At the beginning of the course, the dates of each test or evaluation will be announced. There will be second oportunity for the final exam and the practice exam.

The mark corresponding to Regular quizzes will be obtained from the average of the three best qualifications out of the five tests that will be made, and will not be recoverable.

There will be three problems that the student must do on their own and turn in.

Assessment Activities

Title Weighting Hours ECTS Learning Outcomes
Final exam 50% 4 0.16 2, 17, 8, 4, 3, 5, 6, 7, 1, 9, 12, 16, 15, 14, 10, 13, 19, 11
Practice exam 20% 2 0.08 17, 8, 4, 3, 5, 6, 7, 1, 9, 16, 15, 14, 13, 19, 11
Problems to turn in 15% 0 0 2, 17, 8, 4, 3, 5, 6, 7, 1, 9, 12, 16, 15, 14, 10, 13, 19, 18, 11
Regular quizzes 15% 2.5 0.1 2, 17, 8, 4, 3, 5, 6, 7, 16, 15, 14, 13, 19, 18, 11

Bibliography

Teaching notes:

  • Marc Masdeu, Albert Ruiz, Apunts d'Àlgebra Lineal.

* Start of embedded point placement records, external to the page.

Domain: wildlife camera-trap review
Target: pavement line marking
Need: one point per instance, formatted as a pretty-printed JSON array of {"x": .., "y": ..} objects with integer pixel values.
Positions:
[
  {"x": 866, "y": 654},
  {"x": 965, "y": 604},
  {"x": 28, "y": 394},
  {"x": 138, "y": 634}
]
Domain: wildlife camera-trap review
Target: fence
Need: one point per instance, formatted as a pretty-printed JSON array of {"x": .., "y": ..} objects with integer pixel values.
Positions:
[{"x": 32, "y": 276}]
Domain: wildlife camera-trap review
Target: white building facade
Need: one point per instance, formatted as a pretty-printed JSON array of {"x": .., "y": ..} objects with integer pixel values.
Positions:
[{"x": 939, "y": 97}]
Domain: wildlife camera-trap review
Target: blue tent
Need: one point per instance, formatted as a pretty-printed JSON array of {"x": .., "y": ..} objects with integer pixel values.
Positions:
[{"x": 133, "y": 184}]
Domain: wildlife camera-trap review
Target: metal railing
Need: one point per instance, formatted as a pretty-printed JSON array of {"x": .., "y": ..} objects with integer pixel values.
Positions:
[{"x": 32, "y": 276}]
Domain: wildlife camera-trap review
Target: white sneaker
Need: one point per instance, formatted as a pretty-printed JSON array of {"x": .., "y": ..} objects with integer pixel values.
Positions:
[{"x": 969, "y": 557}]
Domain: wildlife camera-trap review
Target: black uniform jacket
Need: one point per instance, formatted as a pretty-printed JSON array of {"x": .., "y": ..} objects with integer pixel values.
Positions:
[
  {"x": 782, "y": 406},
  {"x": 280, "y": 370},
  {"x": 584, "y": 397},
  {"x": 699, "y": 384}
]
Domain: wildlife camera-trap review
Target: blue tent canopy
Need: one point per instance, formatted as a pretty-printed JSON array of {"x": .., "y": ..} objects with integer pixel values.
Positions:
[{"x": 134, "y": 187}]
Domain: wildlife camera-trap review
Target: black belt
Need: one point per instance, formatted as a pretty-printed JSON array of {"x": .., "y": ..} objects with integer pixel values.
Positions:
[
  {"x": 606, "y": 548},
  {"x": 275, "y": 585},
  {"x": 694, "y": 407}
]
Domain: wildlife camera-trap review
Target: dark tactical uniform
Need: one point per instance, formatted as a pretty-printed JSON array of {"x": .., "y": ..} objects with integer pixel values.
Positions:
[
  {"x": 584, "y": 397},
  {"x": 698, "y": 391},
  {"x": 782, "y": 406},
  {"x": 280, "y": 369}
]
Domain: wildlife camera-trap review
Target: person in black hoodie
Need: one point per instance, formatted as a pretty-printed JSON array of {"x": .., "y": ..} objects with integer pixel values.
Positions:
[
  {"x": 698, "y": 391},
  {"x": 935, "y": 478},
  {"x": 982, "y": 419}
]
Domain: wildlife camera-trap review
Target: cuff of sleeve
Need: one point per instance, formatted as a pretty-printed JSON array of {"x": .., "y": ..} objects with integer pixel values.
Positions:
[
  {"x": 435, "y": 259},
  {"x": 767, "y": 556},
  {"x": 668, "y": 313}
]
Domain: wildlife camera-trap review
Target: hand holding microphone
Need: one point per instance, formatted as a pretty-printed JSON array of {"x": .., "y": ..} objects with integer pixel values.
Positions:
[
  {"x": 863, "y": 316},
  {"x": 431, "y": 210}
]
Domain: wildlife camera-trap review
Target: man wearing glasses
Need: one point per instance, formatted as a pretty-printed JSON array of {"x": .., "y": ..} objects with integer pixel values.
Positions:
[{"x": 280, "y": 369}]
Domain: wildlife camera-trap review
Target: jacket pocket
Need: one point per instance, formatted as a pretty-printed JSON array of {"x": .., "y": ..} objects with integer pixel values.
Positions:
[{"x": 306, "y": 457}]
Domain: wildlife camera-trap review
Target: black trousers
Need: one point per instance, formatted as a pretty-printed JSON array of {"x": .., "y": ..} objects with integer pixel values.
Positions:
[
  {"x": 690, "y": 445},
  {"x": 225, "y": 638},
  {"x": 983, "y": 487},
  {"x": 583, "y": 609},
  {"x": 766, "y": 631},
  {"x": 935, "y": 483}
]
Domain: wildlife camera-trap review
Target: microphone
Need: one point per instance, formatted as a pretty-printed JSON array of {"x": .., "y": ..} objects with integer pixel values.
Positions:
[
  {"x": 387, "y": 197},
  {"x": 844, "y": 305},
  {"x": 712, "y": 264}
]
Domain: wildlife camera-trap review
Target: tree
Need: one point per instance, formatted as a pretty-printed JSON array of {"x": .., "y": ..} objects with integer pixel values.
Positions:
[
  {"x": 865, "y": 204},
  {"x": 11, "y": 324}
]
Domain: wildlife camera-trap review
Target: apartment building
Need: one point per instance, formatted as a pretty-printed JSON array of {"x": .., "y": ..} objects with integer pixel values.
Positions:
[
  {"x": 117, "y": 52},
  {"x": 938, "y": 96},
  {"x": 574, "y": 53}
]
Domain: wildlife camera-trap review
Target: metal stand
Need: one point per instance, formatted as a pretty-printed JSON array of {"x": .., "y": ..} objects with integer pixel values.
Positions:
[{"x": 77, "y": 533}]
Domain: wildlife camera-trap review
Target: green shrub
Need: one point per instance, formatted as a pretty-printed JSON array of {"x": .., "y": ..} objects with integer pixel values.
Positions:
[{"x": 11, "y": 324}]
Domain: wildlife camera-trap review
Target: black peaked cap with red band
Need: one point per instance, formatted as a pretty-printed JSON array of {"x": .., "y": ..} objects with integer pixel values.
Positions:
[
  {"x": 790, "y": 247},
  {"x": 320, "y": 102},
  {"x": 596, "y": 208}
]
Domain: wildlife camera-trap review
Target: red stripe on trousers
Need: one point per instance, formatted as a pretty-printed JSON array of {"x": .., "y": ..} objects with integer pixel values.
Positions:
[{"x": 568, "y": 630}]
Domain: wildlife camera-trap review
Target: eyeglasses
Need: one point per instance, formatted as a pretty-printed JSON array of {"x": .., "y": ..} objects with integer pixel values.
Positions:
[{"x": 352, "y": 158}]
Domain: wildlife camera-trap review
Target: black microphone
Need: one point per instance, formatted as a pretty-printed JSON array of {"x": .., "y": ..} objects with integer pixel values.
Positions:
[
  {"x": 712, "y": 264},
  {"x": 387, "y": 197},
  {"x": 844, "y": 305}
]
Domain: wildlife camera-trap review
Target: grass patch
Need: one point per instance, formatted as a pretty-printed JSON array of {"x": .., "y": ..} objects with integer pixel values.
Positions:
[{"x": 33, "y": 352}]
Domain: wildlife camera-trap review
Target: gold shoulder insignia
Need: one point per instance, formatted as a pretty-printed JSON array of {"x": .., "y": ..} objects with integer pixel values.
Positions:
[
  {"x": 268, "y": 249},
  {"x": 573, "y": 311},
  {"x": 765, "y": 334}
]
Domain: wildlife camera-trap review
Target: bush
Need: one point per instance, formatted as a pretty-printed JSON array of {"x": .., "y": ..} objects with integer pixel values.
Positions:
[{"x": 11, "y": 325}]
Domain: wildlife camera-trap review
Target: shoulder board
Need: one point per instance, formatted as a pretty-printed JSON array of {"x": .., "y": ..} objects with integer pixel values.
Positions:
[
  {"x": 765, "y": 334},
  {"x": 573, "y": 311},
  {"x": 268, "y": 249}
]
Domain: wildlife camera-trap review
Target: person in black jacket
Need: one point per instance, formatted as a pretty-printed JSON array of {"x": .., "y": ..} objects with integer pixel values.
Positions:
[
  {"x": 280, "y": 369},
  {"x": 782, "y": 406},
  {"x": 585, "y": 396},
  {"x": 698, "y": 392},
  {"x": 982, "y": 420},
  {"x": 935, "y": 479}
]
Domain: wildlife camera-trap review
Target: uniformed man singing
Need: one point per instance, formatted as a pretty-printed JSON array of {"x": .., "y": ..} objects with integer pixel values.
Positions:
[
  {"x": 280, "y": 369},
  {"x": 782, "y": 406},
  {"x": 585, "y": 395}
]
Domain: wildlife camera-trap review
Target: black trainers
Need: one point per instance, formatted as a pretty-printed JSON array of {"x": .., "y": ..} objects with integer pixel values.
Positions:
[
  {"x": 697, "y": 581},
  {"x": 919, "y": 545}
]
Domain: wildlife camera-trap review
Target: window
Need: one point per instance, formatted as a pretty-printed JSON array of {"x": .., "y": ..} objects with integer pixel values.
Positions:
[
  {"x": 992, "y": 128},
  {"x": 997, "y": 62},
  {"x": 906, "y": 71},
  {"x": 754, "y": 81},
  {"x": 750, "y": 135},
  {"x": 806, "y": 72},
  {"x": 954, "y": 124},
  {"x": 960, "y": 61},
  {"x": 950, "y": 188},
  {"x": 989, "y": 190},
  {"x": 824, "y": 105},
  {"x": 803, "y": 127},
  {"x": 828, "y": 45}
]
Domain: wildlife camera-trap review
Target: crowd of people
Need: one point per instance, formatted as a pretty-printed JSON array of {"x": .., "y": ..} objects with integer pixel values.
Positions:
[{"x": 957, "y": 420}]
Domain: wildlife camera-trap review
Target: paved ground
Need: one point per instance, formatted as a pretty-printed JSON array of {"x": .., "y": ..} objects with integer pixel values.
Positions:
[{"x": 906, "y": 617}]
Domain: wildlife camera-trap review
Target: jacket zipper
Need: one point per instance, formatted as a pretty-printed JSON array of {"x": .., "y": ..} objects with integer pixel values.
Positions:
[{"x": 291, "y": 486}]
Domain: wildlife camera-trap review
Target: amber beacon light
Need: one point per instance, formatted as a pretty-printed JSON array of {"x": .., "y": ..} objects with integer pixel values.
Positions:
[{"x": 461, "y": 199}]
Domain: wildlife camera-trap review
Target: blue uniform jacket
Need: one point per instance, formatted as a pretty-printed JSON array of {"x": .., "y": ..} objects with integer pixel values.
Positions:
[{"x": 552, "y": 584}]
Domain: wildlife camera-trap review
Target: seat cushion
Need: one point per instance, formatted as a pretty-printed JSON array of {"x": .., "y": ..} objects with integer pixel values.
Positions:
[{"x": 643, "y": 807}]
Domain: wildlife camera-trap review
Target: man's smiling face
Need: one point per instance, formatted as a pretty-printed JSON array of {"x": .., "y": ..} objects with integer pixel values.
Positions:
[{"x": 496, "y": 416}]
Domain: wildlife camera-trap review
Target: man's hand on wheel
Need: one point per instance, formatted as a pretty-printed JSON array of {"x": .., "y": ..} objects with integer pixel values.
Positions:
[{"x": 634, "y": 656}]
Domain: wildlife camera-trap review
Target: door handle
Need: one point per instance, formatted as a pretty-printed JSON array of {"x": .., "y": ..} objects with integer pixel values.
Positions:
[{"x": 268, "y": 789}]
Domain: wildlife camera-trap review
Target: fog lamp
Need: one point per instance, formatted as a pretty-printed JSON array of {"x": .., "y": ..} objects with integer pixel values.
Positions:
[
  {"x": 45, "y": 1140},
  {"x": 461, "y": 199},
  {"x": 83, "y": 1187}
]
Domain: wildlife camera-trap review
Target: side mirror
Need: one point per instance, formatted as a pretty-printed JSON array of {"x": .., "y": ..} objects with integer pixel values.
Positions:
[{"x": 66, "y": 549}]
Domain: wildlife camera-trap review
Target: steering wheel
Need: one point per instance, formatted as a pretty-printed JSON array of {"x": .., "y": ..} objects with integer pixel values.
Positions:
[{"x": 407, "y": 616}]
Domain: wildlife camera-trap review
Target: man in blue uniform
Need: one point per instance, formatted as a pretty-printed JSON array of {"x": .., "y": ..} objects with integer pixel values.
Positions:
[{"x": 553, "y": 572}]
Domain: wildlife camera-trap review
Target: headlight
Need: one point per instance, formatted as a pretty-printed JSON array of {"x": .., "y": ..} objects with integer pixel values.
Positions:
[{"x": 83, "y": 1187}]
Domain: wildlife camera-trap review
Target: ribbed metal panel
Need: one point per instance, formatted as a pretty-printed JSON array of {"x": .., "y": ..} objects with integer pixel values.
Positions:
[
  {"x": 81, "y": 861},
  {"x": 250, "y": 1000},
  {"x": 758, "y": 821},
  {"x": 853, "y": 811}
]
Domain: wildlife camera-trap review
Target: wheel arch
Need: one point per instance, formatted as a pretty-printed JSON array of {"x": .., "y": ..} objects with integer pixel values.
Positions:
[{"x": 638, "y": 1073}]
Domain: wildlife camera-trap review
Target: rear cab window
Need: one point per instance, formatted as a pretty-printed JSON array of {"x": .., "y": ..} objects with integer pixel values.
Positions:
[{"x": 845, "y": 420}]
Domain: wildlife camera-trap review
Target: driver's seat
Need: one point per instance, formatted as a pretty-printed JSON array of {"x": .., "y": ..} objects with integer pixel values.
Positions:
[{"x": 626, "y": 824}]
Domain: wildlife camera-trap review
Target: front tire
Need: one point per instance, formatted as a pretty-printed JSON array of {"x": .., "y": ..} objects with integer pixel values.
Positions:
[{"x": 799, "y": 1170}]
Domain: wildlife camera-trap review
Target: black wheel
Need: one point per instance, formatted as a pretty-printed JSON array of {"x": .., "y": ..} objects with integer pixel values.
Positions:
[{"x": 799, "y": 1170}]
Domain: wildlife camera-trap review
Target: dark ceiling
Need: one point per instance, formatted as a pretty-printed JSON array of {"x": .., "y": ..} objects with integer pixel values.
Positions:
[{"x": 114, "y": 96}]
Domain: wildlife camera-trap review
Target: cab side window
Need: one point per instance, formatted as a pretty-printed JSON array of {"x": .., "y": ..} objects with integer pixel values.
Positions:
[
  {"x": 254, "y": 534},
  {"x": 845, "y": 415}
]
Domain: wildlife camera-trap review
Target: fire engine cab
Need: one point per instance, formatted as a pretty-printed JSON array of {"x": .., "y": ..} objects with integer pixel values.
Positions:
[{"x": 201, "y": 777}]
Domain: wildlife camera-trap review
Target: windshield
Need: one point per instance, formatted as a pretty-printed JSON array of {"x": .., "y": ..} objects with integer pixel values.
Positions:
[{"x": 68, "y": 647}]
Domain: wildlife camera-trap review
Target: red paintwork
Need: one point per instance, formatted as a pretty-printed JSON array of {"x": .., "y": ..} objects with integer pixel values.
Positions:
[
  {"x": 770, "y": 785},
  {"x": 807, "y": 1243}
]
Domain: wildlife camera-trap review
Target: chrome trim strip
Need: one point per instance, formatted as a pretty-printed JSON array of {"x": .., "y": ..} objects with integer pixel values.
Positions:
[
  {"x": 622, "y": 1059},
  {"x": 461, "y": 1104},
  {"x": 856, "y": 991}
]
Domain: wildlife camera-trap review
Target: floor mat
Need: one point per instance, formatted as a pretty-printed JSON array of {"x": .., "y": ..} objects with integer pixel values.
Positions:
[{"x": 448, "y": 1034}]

Available at the Moodle classroom.

Basic:

  • Otto Bretscher, Linear Algebra with Applications. Pearson, 2013.
  • Enric Nart, Xavier Xarles, Apunts d'àlgebra lineal. Materials UAB, 2016.

Complementary:

  • Sheldon Axler, Linear algebra done right. Springer UTM, 2015.
  • Manuel Castellet i Irene Llerena, Àlgebra lineal i geometria. Manuals UAB, 1991.
  • Ferran Cedó i Agustí Reventós, Geometria plana i àlgebra lineal. Manuals UAB, 2004.